Quand cette femme est entrée, toutes se sont tues, comme si tant
de désespoir faisait honte à leur mince délire. Ah
! quelle douleur !
Elle ne veut pas répondre au médecin et, à travers
les sanglots et les larmes, elle dit:
— A quoi bon, messieurs ? Mon mari a fait croire que j'avais voulu
le tuer et que j'étais folle. On veut que je disparaisse, je disparaîtrai...

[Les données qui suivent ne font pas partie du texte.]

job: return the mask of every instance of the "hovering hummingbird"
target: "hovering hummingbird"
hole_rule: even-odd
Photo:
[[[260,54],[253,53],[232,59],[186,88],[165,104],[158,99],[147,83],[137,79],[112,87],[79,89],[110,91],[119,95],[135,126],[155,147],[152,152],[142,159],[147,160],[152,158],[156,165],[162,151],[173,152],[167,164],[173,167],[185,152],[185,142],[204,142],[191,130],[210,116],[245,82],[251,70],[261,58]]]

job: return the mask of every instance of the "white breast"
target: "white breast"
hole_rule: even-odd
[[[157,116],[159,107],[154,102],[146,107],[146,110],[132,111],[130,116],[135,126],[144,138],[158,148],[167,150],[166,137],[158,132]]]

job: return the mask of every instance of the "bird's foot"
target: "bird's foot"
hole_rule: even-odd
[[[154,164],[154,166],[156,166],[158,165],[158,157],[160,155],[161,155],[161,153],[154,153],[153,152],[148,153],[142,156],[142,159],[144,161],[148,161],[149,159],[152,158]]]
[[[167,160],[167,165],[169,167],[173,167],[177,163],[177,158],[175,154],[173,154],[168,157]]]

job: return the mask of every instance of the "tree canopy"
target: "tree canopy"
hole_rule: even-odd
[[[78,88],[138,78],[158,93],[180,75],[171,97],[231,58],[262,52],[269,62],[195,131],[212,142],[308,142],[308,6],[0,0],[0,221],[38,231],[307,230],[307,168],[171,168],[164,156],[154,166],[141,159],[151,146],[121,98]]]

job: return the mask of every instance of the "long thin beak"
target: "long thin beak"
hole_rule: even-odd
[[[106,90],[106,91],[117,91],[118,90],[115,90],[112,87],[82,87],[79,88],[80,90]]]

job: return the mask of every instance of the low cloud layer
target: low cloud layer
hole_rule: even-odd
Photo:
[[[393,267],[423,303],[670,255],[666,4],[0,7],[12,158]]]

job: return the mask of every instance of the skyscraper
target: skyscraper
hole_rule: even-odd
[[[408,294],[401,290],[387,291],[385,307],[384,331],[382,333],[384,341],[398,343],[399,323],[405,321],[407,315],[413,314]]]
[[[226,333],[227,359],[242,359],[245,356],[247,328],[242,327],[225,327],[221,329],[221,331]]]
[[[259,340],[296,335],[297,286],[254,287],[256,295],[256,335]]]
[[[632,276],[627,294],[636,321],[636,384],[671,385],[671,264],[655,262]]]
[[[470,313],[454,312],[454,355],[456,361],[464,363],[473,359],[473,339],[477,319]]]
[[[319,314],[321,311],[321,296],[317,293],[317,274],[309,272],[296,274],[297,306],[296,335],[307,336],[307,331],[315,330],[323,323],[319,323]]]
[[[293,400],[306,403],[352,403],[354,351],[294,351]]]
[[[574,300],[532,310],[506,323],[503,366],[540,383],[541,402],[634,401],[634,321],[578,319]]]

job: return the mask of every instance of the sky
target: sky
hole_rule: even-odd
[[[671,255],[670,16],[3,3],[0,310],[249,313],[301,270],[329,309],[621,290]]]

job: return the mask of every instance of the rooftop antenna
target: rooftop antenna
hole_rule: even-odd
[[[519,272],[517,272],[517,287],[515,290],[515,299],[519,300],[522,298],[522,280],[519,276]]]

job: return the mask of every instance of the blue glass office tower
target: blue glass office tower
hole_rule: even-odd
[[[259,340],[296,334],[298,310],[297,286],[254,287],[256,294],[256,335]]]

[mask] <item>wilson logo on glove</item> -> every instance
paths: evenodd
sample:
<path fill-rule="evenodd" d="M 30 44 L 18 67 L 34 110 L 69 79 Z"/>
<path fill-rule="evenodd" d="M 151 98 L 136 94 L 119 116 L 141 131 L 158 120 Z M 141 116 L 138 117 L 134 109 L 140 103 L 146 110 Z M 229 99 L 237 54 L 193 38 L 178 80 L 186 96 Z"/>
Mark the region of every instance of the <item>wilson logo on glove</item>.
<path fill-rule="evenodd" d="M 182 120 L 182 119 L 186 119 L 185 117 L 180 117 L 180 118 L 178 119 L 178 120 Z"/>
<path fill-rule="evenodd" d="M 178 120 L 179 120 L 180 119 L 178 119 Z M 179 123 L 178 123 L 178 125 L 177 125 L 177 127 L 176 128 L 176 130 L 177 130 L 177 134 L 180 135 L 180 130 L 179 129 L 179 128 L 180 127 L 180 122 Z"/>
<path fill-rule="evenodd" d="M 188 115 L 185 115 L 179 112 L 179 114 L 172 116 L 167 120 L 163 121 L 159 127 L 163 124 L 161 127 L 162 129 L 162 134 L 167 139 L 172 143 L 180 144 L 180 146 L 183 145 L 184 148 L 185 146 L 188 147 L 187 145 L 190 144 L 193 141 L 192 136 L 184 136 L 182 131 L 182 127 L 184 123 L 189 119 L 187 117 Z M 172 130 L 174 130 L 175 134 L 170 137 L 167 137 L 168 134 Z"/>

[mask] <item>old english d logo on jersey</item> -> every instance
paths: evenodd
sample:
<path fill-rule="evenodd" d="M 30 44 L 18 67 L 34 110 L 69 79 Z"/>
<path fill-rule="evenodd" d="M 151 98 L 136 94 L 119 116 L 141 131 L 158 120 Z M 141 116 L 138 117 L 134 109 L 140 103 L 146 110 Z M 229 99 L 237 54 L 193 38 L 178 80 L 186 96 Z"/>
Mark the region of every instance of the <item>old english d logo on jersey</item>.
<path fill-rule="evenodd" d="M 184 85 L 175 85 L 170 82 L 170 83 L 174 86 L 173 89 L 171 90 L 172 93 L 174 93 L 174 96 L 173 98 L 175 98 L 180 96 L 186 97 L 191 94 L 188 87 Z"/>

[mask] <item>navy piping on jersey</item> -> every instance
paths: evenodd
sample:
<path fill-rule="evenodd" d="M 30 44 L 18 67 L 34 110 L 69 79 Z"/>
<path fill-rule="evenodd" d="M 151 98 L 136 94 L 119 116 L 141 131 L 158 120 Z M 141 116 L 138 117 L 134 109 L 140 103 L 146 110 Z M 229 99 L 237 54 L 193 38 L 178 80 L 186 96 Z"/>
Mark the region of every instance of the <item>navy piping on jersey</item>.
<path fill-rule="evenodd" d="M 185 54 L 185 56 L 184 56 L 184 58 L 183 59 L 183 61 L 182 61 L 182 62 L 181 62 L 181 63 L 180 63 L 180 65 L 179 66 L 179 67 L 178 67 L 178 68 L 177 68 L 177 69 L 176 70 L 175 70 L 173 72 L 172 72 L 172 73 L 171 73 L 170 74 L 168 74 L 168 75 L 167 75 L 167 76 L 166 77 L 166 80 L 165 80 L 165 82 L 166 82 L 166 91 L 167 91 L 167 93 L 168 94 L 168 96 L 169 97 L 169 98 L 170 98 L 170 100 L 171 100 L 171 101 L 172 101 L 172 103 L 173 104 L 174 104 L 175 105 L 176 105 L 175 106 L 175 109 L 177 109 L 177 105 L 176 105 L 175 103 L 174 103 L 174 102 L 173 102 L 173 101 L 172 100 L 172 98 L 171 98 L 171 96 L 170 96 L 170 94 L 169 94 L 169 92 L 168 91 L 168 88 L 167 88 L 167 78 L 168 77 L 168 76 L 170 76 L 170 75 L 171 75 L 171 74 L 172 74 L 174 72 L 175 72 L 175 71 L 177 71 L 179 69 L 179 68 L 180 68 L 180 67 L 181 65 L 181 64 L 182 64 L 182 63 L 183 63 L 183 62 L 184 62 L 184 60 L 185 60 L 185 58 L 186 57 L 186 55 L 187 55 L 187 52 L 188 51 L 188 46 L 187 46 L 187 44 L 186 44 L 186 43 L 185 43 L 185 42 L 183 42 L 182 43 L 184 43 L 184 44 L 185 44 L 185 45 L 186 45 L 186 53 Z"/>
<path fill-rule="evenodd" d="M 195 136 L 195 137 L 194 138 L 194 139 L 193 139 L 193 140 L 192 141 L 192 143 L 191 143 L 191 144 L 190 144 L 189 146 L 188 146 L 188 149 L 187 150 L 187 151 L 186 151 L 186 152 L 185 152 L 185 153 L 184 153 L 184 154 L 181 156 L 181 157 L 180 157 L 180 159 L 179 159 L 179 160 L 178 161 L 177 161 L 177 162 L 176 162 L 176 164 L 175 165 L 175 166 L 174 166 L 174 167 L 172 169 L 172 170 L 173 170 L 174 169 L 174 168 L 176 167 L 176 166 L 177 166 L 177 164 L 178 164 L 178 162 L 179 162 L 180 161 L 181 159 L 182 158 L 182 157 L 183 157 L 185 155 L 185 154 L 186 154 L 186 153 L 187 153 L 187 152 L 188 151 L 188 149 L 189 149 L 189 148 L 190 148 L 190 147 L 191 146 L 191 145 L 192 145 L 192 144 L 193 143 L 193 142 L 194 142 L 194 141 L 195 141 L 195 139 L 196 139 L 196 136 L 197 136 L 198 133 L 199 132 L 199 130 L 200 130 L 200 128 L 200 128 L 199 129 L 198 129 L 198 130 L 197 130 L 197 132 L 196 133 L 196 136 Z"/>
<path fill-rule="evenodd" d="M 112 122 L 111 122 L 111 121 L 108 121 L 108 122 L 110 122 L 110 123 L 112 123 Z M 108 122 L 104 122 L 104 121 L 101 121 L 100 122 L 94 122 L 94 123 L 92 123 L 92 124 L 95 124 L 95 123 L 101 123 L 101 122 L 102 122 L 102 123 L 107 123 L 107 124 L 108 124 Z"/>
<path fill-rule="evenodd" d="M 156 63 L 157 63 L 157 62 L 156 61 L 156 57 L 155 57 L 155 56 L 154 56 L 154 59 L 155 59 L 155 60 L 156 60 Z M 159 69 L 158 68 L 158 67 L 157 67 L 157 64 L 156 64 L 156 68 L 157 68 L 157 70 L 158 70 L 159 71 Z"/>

Oh ! mes pauvres enfants !
On l'a reconduite dans la cour et le docteur a ordonné un bain
tiède, « oui, tiède, presque tiède, pas trop
frais ». La Visite au quartier des tranquilles est finie.
LES AGITÉES
A travers la porte on entend déjà le bruit de leurs sanglots
et les cris de leur épouvante.
Les bouches écument, les regards menacent, les talons battent le
sol. Les bras décrivent des gestes désordonnés, qui
veulent égratigner l'air et crever l'horizon. C'est une explosion
de chants sinistres. Par-ci, par-là, quelques gouttes de sang.
On en voit qui cherchent leurs poings pour les mordre, ou qui, de leurs
ongles, s'entaillent le visage ; quelques-unes qui, avec un caillou
pointu, se labourent la peau et se martèlent la chair, à
petits coups, en ricanant ; ou à tour de bras en sifflant
et en geignant.
Tout d'un coup — il y a des moments pour cela — souffle, on
ne sait d'où, un vent de folie qui, sur ces tiges vivantes, secoue
les têtes mortes et enfièvre tous les délires. Elles
jettent à terre leurs cheveux qu'elles arrachent et leur costume
qu'elles déchirent ; elles montrent, nu et meurtri, leur corps
émacié ou bouffi ; et il faut que les gardiennes sautent
dessus.
Le manchon à celles-ci, la camisole à celles-là.
Le manchon ! Quelques-unes relèvent les yeux quand la sœur
en parle ; il passe furtivement dans leur cerveau, comme un éclairdans
la fumée, le souvenir d'un hiver joyeux.
Elles réchauffaient leurs doigts effilés dans le satin de
la doublure, et essuyaient leur petit nez gelé dans le doux de
la martre, serrées contre celui qu'on aimait.
Le manchon, ici, est un fourreau de toile bise dans lequel on fourre leurs
poignets qui se tordent.
La camisole est un cilice brutal qui les tient prisonnières du
cou au ventre avec les mains en croix sur la poitrine ; il ne leur
reste de libre et de vivant que la langue qui est chargée de bave
et bat éternellement les dents.
Elles se rattrapent de ne pouvoir marcher ni courir ni choquer leurs membres,
en vomissant à pleine bouche le soupir, l'insulte et le sanglot.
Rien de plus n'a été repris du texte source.